Sometimes, these errors are caused by mistakes made at the credit bureau, but they could be an indication that someone is using your identity.  In either case, such mistakes could hurt your credit score.  Fixing such errors improves your credit score.
If you think you have been the victim of identity theft, take action at once:

  1. Contact the three major credit bureaus and ask to speak to the fraud department.  Explain that you have been the victim of identity theft (or believe you may have been) and ask that an “alert” be placed on your file. This will let anyone looking at your report know that you may have been the victim of fraud.  It will also mean that you will be alerted any time a lender asks to look at your file – each time a lender does look at your file, it may be an indication that the identity thieves are trying to open a new account in your name.
    When the lender sees that the person applying is not you, they will deny the thieves credit and in most cases the criminals will stop trying to access your identity.  Most alerts on your file last 90 or 180 days but you can extend this period to several years by asking the credit agencies for an extension of the “fraud alert” in writing.
    In some states, you can even ask for a freeze to be placed on your credit score and credit report which will prevent anyone but yourself and those creditors you already have from accessing your file.  Any lenders the thieves contact to set up a new account will be refused access and the thieves will not be able to get any more money in your name.
    You are entitled to a free copy of your credit report if you have been the victim of identity theft.  Be sure to take advantage of this offer so that you can check exactly how your credit has been affected.  Dispute those items that are not yours.

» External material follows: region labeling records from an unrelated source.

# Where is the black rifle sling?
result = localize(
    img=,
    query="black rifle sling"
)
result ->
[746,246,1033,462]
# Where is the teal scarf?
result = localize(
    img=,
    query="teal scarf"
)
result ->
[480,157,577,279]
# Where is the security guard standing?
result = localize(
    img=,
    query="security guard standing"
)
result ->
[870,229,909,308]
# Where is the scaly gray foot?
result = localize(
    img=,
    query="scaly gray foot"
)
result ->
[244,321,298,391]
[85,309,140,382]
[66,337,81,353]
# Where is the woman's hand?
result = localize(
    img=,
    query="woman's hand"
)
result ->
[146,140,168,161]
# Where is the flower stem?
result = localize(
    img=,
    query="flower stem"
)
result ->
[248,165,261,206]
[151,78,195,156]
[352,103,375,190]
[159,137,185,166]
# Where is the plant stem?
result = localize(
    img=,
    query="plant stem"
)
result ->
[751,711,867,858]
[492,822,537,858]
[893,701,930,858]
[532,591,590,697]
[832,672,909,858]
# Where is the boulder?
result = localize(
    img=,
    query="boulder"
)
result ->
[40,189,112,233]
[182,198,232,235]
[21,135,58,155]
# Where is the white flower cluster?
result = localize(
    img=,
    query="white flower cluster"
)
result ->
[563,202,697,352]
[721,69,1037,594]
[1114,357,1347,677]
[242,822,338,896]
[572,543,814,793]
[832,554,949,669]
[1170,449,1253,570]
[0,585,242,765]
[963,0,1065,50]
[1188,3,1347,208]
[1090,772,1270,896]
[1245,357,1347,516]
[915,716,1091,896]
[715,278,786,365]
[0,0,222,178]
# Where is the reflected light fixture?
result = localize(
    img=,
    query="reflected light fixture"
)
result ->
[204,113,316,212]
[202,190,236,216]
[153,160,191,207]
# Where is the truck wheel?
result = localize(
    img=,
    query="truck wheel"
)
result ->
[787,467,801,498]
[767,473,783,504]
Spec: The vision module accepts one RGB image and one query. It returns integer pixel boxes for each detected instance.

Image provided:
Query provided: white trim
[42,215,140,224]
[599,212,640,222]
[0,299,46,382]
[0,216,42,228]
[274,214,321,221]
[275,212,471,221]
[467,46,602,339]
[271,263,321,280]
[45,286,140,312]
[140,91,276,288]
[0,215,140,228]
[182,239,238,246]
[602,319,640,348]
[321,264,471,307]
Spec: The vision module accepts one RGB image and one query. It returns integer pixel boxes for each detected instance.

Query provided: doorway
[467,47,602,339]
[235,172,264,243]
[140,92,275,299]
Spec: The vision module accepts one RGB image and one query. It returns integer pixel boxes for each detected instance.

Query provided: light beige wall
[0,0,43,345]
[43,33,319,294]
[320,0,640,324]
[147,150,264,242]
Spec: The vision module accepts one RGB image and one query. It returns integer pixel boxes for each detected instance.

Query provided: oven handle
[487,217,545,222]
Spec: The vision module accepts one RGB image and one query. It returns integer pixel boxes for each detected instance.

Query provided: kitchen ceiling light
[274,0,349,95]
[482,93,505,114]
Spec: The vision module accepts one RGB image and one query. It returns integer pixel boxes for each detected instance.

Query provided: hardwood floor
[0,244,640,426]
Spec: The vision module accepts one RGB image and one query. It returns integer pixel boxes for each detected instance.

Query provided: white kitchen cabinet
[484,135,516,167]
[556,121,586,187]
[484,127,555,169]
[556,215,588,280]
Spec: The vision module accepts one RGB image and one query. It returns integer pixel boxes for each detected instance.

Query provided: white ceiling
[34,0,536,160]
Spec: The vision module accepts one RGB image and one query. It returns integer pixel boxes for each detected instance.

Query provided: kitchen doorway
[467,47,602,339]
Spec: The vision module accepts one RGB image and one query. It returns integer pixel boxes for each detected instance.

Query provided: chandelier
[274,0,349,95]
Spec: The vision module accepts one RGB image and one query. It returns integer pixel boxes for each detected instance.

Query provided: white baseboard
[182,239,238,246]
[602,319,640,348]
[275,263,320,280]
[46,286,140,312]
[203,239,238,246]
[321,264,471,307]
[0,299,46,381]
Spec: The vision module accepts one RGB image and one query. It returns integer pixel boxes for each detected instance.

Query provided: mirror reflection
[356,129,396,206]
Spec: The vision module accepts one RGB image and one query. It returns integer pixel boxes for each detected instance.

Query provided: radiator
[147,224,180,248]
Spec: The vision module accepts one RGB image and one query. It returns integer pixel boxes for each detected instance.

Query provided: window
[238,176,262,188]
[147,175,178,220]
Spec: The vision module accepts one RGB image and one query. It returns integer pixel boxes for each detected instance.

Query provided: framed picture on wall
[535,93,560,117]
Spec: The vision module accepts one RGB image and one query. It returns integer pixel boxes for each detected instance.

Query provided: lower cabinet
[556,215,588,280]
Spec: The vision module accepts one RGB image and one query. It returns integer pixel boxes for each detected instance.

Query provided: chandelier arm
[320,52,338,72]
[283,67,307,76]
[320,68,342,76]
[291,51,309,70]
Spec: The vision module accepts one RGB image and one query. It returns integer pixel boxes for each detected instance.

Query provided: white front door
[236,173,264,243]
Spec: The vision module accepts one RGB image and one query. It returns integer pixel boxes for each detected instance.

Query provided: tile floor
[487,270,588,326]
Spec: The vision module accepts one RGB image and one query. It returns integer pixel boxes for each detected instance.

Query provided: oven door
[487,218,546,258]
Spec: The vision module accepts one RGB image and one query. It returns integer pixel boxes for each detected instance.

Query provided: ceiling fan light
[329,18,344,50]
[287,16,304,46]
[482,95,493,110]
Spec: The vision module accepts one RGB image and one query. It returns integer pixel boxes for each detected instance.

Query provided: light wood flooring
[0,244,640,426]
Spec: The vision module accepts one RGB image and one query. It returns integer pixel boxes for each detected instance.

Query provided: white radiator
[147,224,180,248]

  2. Call the Federal Trade Commission (FTC) at 1-877-438-4338.  This is the special hotline that the FTC has set up to help customers deal with fraud and identity theft.  You will be able to get up-to-date information about your rights and advice as to what you can do to improve your credit score and keep in safe in the future.
  3. Contact the police.  Identity theft is a crime and you need to file a police report (be sure to keep a copy of this report) so that you can help the police potentially catch the criminals responsible.  Contacting the police will also give you a paper trail and proof that a crime has been committed. Keeping a paper trail of the crime and your response will make it easier for you to repair your credit if it has been damaged by identity thieves.
  4. Contact your creditors or any creditors that the identity thieves have opened an account with.  Ask to speak to the security department and explain your predicament.  You may need to have your accounts closed or at least your passwords changed to protect yourself.
    You may also need to fill out a fraud affidavit to state that a crime has been committed – be sure to keep a copy of this form for your records. The security team of the creditors should be able to advise you as to what you can do.  Be sure to note down who you contacted and when so that you have records of the steps you have taken to deal with the crime.
    If you have been the victim of identity theft and you are deeply in debt to creditors you never contacted, you will not be held responsible for the charges – but you will have to prove that you have been the victim of identity theft, which is tricky since the thieves are using your name and claiming to be you.
    It is a frustrating experience because lenders will want to be paid and you will want to avoid paying for charges you did not run up.  Being persistent and keeping good proof that you have been the victim of a crime will help to clear your credit score.  In the meantime, however, you will be faced with a much lower credit rating than you deserve and you may have to put off larger purchases that may require a loan.